P.S.: Houston Nutt in crazier than a sack of rabid weasels.
10
What’s the O/U on Vols SEC wins now? 3?
It had to burn them up.. all those Gator fans in their jorts, packing the waterfont deck at Calhoun’s.
Comment by Brewdog — September 23, 2025 @ 12:22 pm
9
looks like he’s about to drop an f bomb on that ref
Comment by alanon — September 23, 2025 @ 12:17 pm
8
That photo is almost as good as the one at the end of the UPig/Bama game last year where Nutt has a sheet-eatin grin on his face after Bama scored to win.
Think if there were only 1 skool in Miss & how they would do - and compare w/ Arky over the years. If you took an allstar team from MSU/USM/Ole Pi$$ and had Fedora to coach it, you’ve got a top 10 if not top 5 team.
Comment by yoyofutbawl — September 23, 2025 @ 12:10 pm
7
I hope it doesn’t come to this, but I’m already imagining metaphors for this year’s offense if it turns out as disjointed and peculiar as the 2006’s “handgun with a bayonet”. I propose “sledgehammer with laser-guided scope”.
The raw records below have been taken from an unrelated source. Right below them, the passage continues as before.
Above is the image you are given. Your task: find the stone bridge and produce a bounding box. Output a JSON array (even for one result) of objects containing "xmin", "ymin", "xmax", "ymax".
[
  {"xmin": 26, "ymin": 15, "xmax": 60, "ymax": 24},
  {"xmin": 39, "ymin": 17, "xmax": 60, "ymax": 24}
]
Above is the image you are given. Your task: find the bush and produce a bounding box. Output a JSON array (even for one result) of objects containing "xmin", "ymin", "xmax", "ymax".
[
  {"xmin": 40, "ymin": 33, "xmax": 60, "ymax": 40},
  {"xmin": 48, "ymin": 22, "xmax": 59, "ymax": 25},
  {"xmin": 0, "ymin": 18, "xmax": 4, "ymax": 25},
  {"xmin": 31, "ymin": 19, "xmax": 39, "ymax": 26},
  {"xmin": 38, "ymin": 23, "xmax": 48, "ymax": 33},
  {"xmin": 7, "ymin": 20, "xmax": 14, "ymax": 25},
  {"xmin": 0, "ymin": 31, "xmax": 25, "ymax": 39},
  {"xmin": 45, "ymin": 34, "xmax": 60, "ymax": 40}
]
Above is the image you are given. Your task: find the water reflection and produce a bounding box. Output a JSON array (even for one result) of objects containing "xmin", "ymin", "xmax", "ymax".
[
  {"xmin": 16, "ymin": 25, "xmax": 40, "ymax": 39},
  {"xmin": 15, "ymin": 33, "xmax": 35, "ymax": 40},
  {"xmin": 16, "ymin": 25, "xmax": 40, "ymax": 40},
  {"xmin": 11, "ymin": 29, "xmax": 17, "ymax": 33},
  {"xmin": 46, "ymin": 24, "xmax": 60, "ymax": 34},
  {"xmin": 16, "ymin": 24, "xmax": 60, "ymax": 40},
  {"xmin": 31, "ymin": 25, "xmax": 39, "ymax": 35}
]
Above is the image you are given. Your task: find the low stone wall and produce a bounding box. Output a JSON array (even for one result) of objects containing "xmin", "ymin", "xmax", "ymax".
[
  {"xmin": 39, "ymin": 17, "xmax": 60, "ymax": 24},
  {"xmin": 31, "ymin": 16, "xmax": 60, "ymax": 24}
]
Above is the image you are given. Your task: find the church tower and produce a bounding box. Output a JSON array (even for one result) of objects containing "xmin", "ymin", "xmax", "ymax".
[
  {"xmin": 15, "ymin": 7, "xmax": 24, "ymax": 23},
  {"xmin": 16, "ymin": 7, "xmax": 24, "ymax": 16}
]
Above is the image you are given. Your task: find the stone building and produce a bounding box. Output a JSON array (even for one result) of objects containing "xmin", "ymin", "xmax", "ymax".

Comment by rjsplow — September 23, 2025 @ 11:55 am
6
Complaining Weasels Dept:
The sack of rabid weasels just complained big time about being in the same sentence w/Houston Nutt.
Comment by Stacy Keibler Luvs Me — September 23, 2025 @ 11:54 am
5
Crossing my fingers for the Houston Nutt inexplicable thrashing of an obviously superior team.
Comment by Biggus Rickus — September 23, 2025 @ 11:51 am
4
Fuck that stat shit. Will Florida cover the spread? Urb seems like he might be aware of the line. He took care of the gamblering alumni vs. Miami.
Comment by Crabapple Buck — September 23, 2025 @ 11:49 am
3
ETA: and all the wack-job left-and-right wing looney toons that these political events inevitably draw…plus the two State fans that will only show up to ring cowbells and yell “Ole Piss Suuuuuuuucks!”
Comment by the croominator — September 23, 2025 @ 11:40 am
2
Ah, but you must factor in the disproportionate number of Ole Miss fans that will be in Gainesville this weekend, if for no other reason than to escape the red-tape-hell that is Oxford during Presidential Debate Week. You think being drunk in public in Oxford is hard now? Mix it with 3,000 drunken journalists and a shitload of FBI, CIA and Secret Service. Being beaten by Tebow will be a warm hug compared to that nightmare scenario.
Comment by the croominator — September 23, 2025 @ 11:39 am
1
Wow, he looks like he is pushing 80 there.
Why my team gladly and desperately offered him $2+ million, God probably doesn’t even know.